Senator Carlson’s statements on the Unicameral floor on February 22, 2012 (p. 39 on the transcript) urging his fellow State Senators to vote for his legislative resolution on the proposed amendment reveal he’s either of two minds about whether it’s really justified or he’s speaking with a forked tongue. You decide.
“I think with our term limits, the executive branch is more powerful and more influential. I respect the Governor. I agree with the Governor most of the time, but I believe that the executive branch has more power under our present circumstances.
I think that lobbyists have more power and influence. I like lobbyists. Lobbyists are a good source of information. I’m not against what lobbyists do.
But when you come in and have really no knowledge of the issues and very limited knowledge and knowledge of how the Legislature works, and you need information, lobbyists are a good source of information. They have a lot of influence.
I think our legislative staffs have more influence with term limits. I was elected to the Legislature, as you were. One of my first responsibilities was to hire two staff members, and I didn’t even know what they did but I hired them, and I got good ones.
I think political parties have more influence, particularly if they gave anybody money in the campaign. If they gave you money, they want you to listen. And it takes awhile to get to a point where you can sort out how much you should listen and how much you shouldn’t.
I think present term limits give our senators a little opportunity to take leadership positions in regional or national legislative organizations. Now that’s not a big item, but it does lessen the influence that Nebraska has. We don’t have enough time to take some of those responsibilities.
One of the 49 people in the Nebraska Unicameral, specifically, Senator Tom Carlson, wants the opportunity to spend an additional four years making laws that affect the lives, liberty and property of Nebraskans, after he confessed that he:
- Apparently has some sort of love/hate relationship with the Governor. What? Governor Dave is right most of the time, except when he’s wrong, and then it’s only because he’s temporarily overcome by the power of his office? Surely there’s a stronger argument Carlson could muster if he really believes in the separation of powers. THE CONSTITUTION comes to mind.
- Likes lobbyists, gets information from them, but, paradoxically, thinks they have too much influence. Which is it? If lobbyists have too much influence over you, wouldn’t it be simpler to . . . I don’t know . . . STOP LISTENING TO THEM RATHER THAN TO AMEND THE CONSTITUTION?
- Didn’t know anything about the issues or how the State Legislature worked when he was elected to the office he holds. That’s curious. Why would someone run for an office for which he was/is completely unqualified?
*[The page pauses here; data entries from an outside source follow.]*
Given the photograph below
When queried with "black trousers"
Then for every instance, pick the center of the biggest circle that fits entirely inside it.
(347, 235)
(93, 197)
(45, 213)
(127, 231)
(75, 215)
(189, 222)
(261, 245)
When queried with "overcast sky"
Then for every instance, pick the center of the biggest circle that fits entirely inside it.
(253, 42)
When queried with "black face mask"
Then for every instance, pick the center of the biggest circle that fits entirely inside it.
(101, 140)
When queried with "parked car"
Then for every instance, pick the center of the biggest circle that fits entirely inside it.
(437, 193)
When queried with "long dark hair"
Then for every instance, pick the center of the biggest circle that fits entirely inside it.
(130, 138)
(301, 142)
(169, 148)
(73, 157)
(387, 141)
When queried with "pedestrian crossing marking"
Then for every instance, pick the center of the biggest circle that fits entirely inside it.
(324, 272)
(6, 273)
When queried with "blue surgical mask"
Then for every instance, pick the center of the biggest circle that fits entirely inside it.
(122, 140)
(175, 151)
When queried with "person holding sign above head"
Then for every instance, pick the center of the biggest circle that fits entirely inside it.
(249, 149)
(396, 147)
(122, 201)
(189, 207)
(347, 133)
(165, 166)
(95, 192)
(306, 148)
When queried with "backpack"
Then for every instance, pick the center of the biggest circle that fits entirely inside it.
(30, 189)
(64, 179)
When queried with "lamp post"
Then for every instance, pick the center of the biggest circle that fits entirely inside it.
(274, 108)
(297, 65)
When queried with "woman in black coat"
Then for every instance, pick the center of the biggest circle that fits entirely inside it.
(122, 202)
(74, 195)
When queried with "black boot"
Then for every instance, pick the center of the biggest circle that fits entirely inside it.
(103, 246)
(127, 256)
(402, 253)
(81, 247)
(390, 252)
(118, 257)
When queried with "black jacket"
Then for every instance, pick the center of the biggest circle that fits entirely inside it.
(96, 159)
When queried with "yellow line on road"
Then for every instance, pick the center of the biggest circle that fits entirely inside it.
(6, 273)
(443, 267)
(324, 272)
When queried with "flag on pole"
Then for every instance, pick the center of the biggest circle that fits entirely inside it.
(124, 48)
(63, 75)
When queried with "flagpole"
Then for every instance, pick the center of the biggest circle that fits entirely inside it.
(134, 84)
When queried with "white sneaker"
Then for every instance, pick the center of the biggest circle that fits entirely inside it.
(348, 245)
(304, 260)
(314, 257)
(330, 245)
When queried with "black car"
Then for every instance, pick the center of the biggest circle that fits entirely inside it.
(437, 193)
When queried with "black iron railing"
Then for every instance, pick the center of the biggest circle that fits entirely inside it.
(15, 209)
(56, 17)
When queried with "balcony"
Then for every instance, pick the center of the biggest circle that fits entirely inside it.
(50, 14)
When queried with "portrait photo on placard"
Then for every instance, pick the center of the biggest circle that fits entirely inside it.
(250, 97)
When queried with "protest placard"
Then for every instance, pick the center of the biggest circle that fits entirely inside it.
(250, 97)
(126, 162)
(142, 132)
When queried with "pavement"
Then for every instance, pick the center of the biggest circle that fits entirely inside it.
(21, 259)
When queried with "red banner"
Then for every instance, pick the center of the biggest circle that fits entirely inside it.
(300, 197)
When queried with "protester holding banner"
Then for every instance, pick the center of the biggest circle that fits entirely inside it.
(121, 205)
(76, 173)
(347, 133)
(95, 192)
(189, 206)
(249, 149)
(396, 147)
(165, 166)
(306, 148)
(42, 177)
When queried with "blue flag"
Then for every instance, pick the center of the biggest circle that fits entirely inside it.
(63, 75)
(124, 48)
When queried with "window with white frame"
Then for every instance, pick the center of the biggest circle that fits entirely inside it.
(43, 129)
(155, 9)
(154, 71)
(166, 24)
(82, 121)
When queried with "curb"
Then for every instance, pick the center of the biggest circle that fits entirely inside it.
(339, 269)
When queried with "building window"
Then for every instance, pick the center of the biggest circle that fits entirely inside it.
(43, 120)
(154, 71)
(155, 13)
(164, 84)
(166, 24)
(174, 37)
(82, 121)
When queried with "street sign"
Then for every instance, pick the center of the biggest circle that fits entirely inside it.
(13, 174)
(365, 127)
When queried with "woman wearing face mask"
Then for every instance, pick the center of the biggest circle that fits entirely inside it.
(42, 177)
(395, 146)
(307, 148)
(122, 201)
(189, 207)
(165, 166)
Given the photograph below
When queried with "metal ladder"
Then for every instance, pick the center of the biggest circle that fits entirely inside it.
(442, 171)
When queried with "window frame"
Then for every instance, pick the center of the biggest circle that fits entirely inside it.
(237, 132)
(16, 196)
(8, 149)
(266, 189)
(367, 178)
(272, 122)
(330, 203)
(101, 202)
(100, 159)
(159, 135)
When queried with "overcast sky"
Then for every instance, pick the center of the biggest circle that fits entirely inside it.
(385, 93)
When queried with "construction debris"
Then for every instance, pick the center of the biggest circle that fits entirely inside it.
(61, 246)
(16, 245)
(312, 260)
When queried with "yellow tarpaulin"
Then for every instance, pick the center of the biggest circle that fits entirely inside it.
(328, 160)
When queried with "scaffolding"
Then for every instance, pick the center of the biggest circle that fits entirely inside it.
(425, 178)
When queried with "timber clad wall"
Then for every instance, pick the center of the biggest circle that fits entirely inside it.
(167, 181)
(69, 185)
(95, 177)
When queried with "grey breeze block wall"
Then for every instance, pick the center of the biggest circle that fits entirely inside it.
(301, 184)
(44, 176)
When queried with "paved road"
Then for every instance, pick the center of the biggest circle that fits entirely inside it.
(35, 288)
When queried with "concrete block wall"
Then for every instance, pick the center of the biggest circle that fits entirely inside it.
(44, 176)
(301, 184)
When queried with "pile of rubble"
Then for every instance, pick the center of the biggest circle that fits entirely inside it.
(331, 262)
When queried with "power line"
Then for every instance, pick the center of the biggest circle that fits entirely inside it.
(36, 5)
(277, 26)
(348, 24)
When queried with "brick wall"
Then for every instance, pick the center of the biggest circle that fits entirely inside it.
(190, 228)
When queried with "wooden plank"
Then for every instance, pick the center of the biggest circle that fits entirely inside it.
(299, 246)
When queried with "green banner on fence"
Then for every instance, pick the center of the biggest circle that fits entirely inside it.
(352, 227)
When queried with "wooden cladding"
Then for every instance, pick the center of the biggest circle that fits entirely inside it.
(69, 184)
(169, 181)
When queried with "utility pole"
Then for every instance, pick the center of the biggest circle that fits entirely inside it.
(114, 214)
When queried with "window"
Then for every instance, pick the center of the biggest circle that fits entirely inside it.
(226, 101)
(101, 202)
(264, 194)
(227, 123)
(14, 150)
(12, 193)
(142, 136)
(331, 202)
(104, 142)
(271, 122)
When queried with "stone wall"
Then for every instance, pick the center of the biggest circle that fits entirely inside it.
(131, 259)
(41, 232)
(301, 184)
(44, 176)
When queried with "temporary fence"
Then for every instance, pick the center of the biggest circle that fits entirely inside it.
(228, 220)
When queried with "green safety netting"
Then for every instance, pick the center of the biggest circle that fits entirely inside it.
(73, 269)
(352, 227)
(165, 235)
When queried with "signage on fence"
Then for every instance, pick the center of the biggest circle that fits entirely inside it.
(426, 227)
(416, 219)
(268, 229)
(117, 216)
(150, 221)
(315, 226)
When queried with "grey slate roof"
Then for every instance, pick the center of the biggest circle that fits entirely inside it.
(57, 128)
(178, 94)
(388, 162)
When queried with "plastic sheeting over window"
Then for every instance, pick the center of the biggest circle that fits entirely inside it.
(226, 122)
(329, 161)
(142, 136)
Is it really a selling point to admit to his own lack of qualification for office while engaged in an effort to persuade other senators to vote for a measure he — the one who professes to be clueless — has proposed?
- Hired people he didn’t know to do jobs he didn’t understand working in a legislative office he’s just admitted that he’s unqualified to occupy (see above). And he just really lucked out – phew! Thank you, Lord. (I have to ask: If everything Senator Carlson has said thus far is true, how credible is his opinion that his legislative aides are even competent, let alone “good ones”?)
- Accepted money from donors not understanding the usual motivations behind those donations – usually there are strings attached. And, in Tom Carlson’s case, donors could not simply have been interested in giving money to support the “known quantity” of Carlson as a candidate, such as his depth of understanding of either the issues or the lawmaking process – he stated himself – he had no knowledge of either.
- Accepted Republican Party influence when he ran for and for a long time after he came into office, having no independence of mind, apparently.
While there is ever so much more that may be said about Carlson’s February floor speech, for the moment, I will end with a couple of questions for the Senator.
Senator Carlson, if the Governor is such a great guy and is right on the issues the vast majority of the time, why decry his power relative to your own? If you like lobbyists so much and believe they give good information, why decry their influence? If you had no idea what the demands of public office were and had so little to offer your constituents, why did you throw your hat in the ring initially AND why, now, do you seek the opportunity to extend the limits of your time in office?
It’s impossible in life to “have it both ways.” The same is true in politics. Leadership requires conviction.
You’re going to have to pick one…
Devil or angel? Make up your mind.
Meanwhile, readers, ask yourselves, should we seriously consider giving Senator Carlson four years, in addition to the eight he’s already allowed, to figure out the answer?